I put together some (ugly) visualizations of convolutional filters here (use the links at the top to see filters of other widths).
If you don’t know what you’re looking at, this article has a pretty lucid explanation of convolutional nets and their application to natural language processing. If you want to know more about the overall architecture of the
lm_1b model, my previous post has a brief overview and links to the relevant papers.
Overall, the filters are surprisingly (and disappointingly) hard to interpret. When I was playing with character-level RBMs, I made a similar visualization of feature detectors for an RBM model trained on GitHub repository names: the Hidden Unit Zoo. Among those feature detectors, there were a lot of pleasantly interpretable ones (there are links to a few dozen of them at the top of the Zoo).
One reason the weights alone are less interpretable in this case is that there’s a lot more noise.
lm_1b is not a generative model over characters, so there’s no downward pressure on implausible weights. For example, the model is not penalized for having filters with high weights on the ‘end of word’ character at position 0. It will never see an input string having that character at the first position, so its weight doesn’t matter (but may still be driven up because of the proximity of its character embedding to other characters). In fact, this kind of thing happens a lot (but I’ve ommitted from the visualizations weights on characters in positions in which they logically can’t appear).
But even ignoring the weights and just looking at the top words per filter, there’s usually not much cohesion. And I’m honestly not sure why. Whatever the model is doing, it inarguably works, it’s just disappointing that it eludes tidy description.
A few good filters
Here are a few filters that struck me as at least a little interpretable or interesting:
- 1-17 seems to be dead. It has no weights with magnitude above the bias of -0.08. Curious! (1-5 also looks dead, but is actually just highly selective. It has a weight of 0.1 on the byte with decimal value 230, but I excluded most non-ASCII bytes from the tables for readability.)

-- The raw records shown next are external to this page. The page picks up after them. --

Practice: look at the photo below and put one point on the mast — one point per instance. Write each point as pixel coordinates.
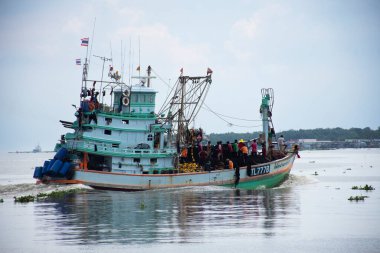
(183, 104)
(180, 111)
(104, 59)
(266, 112)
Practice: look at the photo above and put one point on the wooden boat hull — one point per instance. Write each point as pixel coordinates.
(264, 175)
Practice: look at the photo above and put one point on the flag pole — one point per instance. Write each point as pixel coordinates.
(139, 58)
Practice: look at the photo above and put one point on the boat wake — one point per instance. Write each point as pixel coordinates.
(14, 190)
(296, 180)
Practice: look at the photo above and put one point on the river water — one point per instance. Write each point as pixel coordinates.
(308, 213)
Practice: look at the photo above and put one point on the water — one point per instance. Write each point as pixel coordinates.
(308, 213)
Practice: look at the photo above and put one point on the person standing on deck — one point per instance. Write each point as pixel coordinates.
(244, 151)
(281, 143)
(254, 148)
(220, 151)
(235, 149)
(230, 150)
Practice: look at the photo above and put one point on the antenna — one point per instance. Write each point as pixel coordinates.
(139, 58)
(93, 36)
(104, 59)
(129, 70)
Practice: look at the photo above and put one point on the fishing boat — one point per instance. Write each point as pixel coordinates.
(118, 141)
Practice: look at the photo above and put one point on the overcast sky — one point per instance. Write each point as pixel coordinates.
(322, 58)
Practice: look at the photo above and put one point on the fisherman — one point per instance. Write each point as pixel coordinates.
(220, 151)
(184, 155)
(263, 150)
(281, 143)
(235, 149)
(230, 150)
(237, 176)
(202, 157)
(209, 149)
(254, 148)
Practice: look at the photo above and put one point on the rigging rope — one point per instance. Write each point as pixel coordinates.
(205, 106)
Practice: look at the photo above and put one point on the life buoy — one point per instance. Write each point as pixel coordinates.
(126, 93)
(91, 106)
(125, 101)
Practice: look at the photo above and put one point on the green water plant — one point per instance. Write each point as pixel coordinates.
(357, 198)
(24, 199)
(57, 194)
(365, 188)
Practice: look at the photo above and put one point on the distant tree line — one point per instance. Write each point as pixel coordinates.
(321, 134)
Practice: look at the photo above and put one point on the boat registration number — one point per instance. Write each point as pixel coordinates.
(261, 170)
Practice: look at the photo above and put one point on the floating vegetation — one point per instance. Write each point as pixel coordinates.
(364, 188)
(51, 195)
(24, 199)
(357, 198)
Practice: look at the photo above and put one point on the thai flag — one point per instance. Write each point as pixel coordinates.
(85, 42)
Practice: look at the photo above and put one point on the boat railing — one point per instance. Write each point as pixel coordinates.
(103, 147)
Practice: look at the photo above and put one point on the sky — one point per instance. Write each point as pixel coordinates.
(322, 58)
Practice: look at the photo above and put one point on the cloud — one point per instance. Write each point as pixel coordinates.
(262, 27)
(159, 43)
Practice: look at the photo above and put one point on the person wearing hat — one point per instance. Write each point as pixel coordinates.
(241, 144)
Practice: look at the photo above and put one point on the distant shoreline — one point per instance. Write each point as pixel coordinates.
(23, 152)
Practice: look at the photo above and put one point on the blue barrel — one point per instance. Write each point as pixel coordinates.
(51, 163)
(61, 154)
(45, 167)
(37, 173)
(65, 168)
(85, 107)
(56, 167)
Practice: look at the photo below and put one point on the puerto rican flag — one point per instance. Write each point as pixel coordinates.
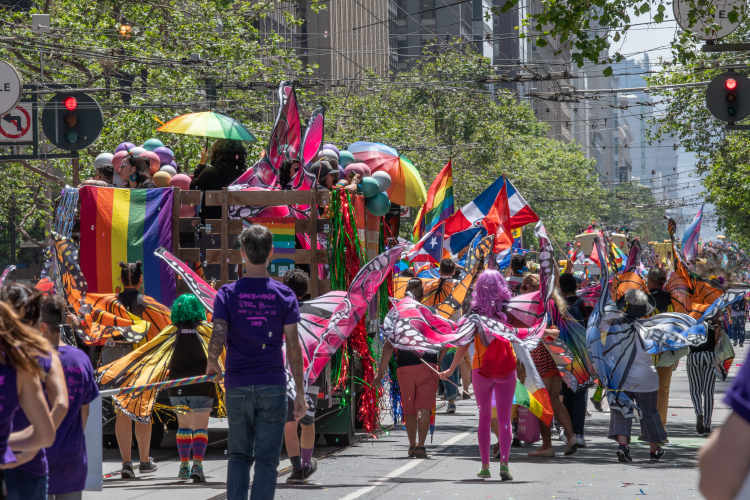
(430, 247)
(520, 212)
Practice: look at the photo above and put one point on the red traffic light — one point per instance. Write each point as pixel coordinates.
(71, 103)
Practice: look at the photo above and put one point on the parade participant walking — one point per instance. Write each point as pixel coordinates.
(131, 279)
(701, 375)
(657, 278)
(28, 481)
(189, 360)
(641, 385)
(21, 390)
(300, 448)
(494, 371)
(68, 463)
(253, 317)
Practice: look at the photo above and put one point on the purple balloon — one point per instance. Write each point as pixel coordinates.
(124, 146)
(165, 155)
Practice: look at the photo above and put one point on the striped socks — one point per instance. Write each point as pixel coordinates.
(200, 441)
(184, 443)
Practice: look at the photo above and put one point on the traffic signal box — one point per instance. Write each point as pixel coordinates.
(72, 120)
(728, 97)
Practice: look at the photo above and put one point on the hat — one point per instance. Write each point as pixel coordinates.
(633, 310)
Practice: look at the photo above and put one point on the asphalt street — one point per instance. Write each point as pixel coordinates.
(379, 468)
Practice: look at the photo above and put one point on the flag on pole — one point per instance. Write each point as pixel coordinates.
(439, 204)
(691, 236)
(430, 247)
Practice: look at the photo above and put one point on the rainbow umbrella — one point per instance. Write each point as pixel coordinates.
(208, 124)
(407, 188)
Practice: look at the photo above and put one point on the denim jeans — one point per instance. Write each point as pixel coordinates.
(451, 391)
(256, 414)
(575, 403)
(24, 485)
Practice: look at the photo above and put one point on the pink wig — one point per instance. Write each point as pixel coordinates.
(491, 293)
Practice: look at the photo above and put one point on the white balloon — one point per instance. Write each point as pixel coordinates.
(103, 158)
(168, 169)
(384, 180)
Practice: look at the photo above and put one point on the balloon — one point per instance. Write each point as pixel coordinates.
(161, 179)
(103, 158)
(384, 180)
(168, 169)
(370, 187)
(333, 148)
(329, 153)
(123, 146)
(117, 159)
(154, 159)
(346, 158)
(379, 204)
(181, 181)
(152, 144)
(165, 155)
(356, 168)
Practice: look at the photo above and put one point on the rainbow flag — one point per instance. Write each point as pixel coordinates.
(439, 204)
(126, 225)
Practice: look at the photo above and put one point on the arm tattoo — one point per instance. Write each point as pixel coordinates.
(218, 339)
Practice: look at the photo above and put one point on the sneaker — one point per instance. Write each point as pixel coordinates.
(656, 455)
(505, 473)
(296, 477)
(312, 469)
(597, 404)
(623, 453)
(196, 473)
(484, 474)
(184, 471)
(581, 441)
(127, 471)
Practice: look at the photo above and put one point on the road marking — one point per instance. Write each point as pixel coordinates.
(358, 493)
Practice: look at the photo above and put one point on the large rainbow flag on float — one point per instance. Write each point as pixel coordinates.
(439, 204)
(126, 225)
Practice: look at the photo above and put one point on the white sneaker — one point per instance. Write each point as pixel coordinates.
(581, 441)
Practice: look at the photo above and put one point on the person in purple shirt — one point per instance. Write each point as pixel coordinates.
(68, 464)
(28, 481)
(253, 317)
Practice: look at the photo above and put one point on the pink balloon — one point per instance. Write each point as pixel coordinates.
(181, 181)
(117, 159)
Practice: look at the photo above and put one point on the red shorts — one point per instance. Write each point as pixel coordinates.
(418, 386)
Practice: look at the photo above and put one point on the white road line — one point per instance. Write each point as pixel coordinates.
(358, 493)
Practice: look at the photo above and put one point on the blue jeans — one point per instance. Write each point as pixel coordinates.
(451, 391)
(24, 485)
(256, 414)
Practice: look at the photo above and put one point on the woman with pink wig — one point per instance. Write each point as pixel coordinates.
(491, 295)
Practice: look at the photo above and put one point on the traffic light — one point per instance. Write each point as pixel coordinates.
(728, 97)
(72, 120)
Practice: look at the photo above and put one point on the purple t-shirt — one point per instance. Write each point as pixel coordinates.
(738, 396)
(67, 459)
(38, 464)
(256, 310)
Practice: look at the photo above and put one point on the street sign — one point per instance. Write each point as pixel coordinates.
(10, 87)
(728, 96)
(706, 23)
(16, 126)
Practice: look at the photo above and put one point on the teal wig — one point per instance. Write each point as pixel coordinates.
(187, 307)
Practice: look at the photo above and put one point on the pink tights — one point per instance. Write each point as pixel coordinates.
(503, 388)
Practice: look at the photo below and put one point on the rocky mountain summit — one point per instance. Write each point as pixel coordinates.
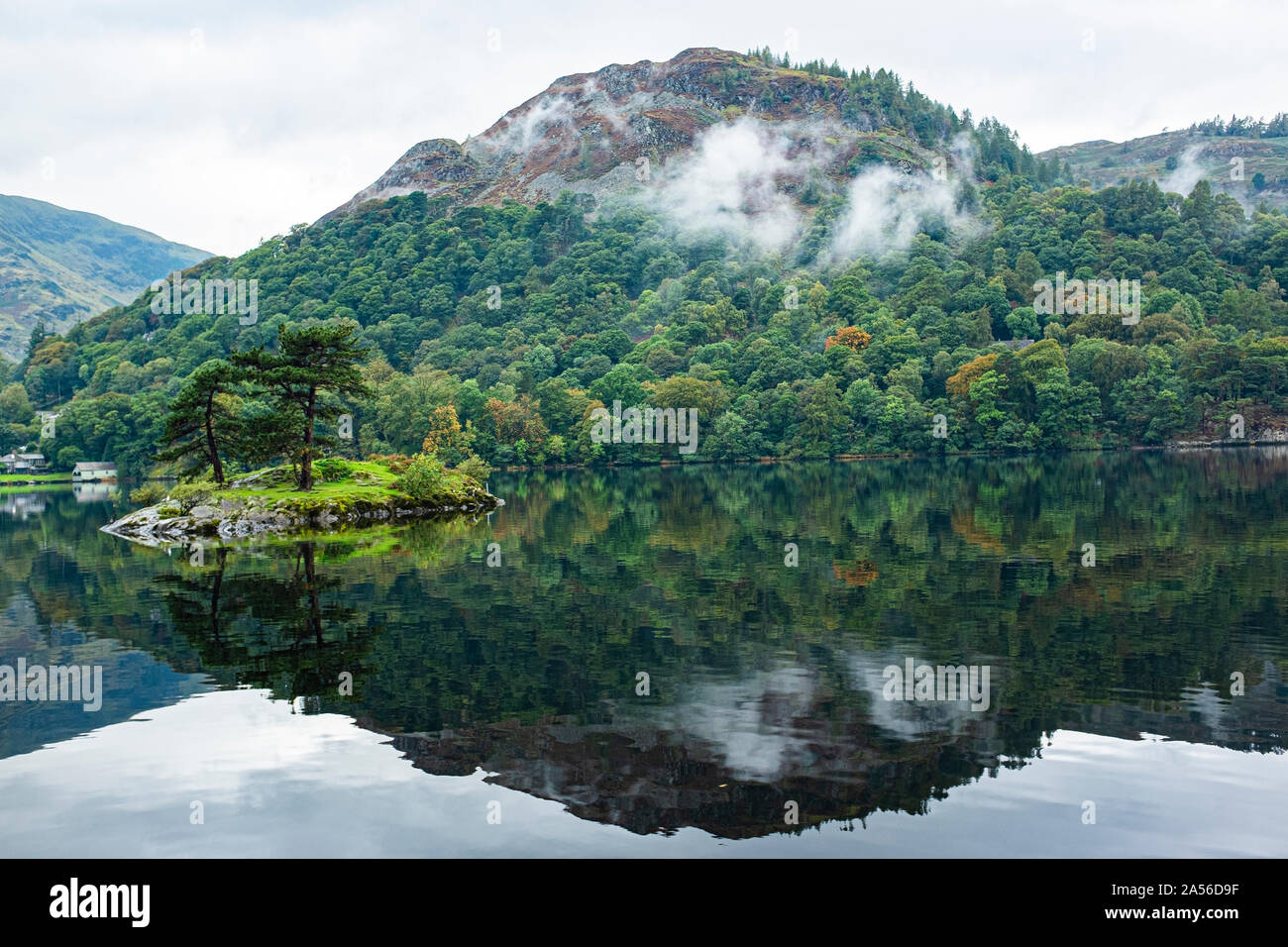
(612, 131)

- 1-29: ‘k’ detector. Many of the width-1 filters only activate for one or two characters.
- 3-54 has a high affinity for years
- 4-107 gives high scores to
^\d\d-, in words like “25-year-old”, or “30-year”.
- 5-5: first halves of hyphenated words. (Note the size of the weight on the hyphen in the last position relative to all the other weights.)

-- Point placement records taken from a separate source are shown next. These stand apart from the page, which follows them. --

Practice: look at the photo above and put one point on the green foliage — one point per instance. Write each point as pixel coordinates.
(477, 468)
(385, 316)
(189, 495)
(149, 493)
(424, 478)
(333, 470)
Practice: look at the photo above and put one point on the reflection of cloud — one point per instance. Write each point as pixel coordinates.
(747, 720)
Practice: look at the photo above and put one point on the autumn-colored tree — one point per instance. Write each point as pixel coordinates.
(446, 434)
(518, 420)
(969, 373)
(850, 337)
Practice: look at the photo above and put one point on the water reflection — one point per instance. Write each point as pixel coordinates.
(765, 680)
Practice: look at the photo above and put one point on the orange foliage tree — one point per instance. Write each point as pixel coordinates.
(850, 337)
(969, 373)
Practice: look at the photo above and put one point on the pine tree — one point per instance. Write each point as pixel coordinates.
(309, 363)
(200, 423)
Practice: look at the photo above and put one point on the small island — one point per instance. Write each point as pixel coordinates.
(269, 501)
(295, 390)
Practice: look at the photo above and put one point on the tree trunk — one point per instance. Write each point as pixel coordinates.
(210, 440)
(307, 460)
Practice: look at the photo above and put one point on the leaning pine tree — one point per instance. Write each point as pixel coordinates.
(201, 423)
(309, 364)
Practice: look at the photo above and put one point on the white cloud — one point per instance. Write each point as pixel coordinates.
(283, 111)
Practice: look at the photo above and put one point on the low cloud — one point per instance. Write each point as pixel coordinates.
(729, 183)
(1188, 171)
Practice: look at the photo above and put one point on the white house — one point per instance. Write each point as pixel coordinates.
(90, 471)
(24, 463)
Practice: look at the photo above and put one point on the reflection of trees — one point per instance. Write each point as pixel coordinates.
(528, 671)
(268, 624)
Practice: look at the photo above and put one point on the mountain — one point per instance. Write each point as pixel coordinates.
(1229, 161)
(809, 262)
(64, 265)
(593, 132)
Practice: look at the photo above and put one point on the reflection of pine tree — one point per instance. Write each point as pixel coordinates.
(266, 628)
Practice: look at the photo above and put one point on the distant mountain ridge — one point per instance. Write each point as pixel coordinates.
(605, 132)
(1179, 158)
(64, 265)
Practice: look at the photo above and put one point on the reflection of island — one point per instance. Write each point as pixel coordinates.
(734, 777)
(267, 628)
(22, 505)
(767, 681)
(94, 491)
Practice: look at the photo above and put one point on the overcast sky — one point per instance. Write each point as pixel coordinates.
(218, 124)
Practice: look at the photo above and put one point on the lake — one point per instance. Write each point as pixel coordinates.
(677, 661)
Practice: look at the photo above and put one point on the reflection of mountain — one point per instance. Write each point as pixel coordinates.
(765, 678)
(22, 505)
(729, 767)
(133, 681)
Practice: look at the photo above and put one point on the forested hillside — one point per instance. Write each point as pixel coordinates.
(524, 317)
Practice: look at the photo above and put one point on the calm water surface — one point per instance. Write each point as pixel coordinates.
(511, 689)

- 5-30: proper nouns. Very high weights on capital letters in position 1, but not in the other positions. (Also, the most significant negative weights are on lowercase letters in position 1).
- 5-47: sports scores?
Most filters seem to be non-zero for around 10-20% of words. Generally the most interesting filters tend to be on the lower end of that (i.e. more selective). Also, lower width filters tend to be more selective (width 1 filters fall around 0-10%).
Nitty gritty details
lm_1b model uses a total of 4096 convolutional filters. The distribution of filter widths is:
- 1: 16
- 2: 32
- 3: 64
- 4: 128
- 5: 256
- 6: 512
- 7: 2048
I just showed up to the first 128 filters for each filter width.

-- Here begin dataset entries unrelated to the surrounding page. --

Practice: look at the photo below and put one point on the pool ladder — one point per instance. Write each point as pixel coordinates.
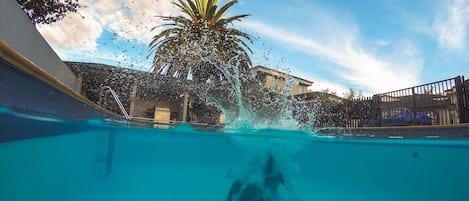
(107, 89)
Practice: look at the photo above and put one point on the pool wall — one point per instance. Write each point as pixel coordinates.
(20, 34)
(169, 165)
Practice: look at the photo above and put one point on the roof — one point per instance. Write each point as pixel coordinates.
(281, 74)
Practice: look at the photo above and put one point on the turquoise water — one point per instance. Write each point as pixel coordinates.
(186, 165)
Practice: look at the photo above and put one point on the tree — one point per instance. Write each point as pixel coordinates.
(48, 11)
(193, 44)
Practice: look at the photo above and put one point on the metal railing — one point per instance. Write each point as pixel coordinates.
(437, 103)
(104, 92)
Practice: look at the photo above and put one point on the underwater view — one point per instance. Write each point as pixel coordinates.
(207, 100)
(112, 162)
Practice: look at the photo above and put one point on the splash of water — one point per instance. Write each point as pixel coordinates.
(246, 102)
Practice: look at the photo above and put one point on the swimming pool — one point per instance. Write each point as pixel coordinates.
(54, 147)
(183, 164)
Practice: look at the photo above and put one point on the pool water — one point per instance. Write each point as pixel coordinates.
(185, 165)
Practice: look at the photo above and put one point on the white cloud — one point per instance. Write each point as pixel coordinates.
(450, 25)
(128, 19)
(73, 32)
(355, 64)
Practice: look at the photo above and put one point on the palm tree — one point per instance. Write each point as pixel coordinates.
(190, 44)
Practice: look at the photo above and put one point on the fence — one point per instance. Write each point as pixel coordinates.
(438, 103)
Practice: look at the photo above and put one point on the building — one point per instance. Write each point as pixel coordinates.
(163, 99)
(276, 79)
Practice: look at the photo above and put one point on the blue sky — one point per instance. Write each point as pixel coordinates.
(369, 45)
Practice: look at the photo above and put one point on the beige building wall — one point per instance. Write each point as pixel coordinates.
(279, 84)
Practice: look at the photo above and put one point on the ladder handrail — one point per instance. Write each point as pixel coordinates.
(119, 103)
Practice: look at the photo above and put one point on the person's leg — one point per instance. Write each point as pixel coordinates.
(235, 189)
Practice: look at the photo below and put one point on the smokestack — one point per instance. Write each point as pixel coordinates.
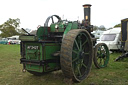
(87, 12)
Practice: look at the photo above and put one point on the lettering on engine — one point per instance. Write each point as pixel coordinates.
(33, 47)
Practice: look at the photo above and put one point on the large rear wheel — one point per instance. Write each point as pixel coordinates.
(76, 54)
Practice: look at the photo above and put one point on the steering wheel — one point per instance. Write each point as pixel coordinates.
(51, 17)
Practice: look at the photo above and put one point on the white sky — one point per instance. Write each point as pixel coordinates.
(34, 12)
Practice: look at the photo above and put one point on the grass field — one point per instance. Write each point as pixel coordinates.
(11, 71)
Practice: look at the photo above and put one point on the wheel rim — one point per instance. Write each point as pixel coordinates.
(102, 56)
(79, 55)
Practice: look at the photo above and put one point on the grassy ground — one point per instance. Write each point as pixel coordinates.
(11, 71)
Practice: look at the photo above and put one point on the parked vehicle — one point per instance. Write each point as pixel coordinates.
(14, 40)
(112, 38)
(4, 41)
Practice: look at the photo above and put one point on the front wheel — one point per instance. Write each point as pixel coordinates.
(76, 54)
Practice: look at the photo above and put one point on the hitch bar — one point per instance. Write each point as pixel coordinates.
(38, 62)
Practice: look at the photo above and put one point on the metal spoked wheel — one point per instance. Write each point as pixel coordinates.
(101, 56)
(76, 54)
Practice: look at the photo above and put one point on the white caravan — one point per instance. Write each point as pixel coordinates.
(112, 38)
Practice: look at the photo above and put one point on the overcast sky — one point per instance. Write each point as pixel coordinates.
(34, 12)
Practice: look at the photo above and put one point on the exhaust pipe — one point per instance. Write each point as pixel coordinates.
(87, 18)
(87, 12)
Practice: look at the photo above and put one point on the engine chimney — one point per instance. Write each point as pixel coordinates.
(87, 12)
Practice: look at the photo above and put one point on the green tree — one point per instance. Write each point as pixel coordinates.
(10, 28)
(118, 25)
(95, 28)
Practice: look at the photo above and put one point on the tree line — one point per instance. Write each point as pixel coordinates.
(12, 27)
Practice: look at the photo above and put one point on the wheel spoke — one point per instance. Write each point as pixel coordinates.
(84, 42)
(84, 65)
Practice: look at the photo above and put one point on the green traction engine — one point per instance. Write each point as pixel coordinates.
(65, 45)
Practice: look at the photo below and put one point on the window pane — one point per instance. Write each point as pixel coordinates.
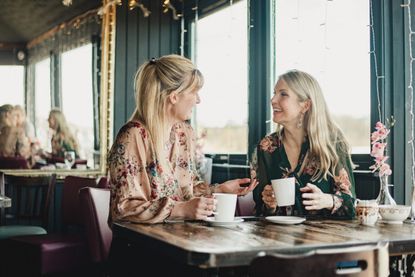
(331, 41)
(77, 97)
(42, 103)
(12, 85)
(221, 55)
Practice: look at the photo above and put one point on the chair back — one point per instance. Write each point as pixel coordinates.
(359, 261)
(70, 199)
(31, 198)
(13, 163)
(95, 209)
(54, 160)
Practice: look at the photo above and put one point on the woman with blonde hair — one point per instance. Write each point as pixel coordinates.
(13, 141)
(151, 163)
(307, 145)
(62, 138)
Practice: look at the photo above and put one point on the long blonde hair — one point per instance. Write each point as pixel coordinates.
(62, 128)
(5, 112)
(324, 135)
(154, 82)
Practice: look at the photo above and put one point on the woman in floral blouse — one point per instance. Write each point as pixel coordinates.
(151, 163)
(307, 145)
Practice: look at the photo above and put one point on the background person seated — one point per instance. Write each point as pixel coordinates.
(13, 141)
(22, 122)
(62, 138)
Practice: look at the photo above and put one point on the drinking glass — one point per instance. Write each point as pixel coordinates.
(69, 157)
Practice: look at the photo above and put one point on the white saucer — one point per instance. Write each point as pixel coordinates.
(211, 221)
(287, 220)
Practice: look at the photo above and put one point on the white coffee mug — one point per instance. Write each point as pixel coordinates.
(367, 211)
(284, 190)
(225, 206)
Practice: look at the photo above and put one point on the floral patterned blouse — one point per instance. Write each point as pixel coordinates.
(141, 189)
(270, 162)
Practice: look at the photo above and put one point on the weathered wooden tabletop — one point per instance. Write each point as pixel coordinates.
(198, 244)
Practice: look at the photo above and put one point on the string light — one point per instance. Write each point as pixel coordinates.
(135, 3)
(167, 5)
(411, 106)
(103, 10)
(379, 78)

Following the example of (Kim 2015) the
lm_1b model does max pooling over the entire extent of the string. This was a little surprising to me - essentially, the layer upstream from the filters only sees an unordered bag of character n-grams!
Whereas (Kim 2015) used tanh,
lm_1b uses the relu activation function for its convolutional units.
You may have noticed that the visualizations show weights per character, whereas I said previously that the convolutional filters see character embeddings, not the raw characters themselves. Since the character embeddings are just a linear transformation over the input characters, it’s possible to multiply the character embeddings and the convolutional weights to get the equivalent weights over characters. (e.g. if ‘x’ has 2-d character embedding (1, -1), and a filter has weights (1, .5) over the character embedding dimensions, this is equivalent to the filter having a weight of 1*1 + -1*.5 = .5 on character ‘x’).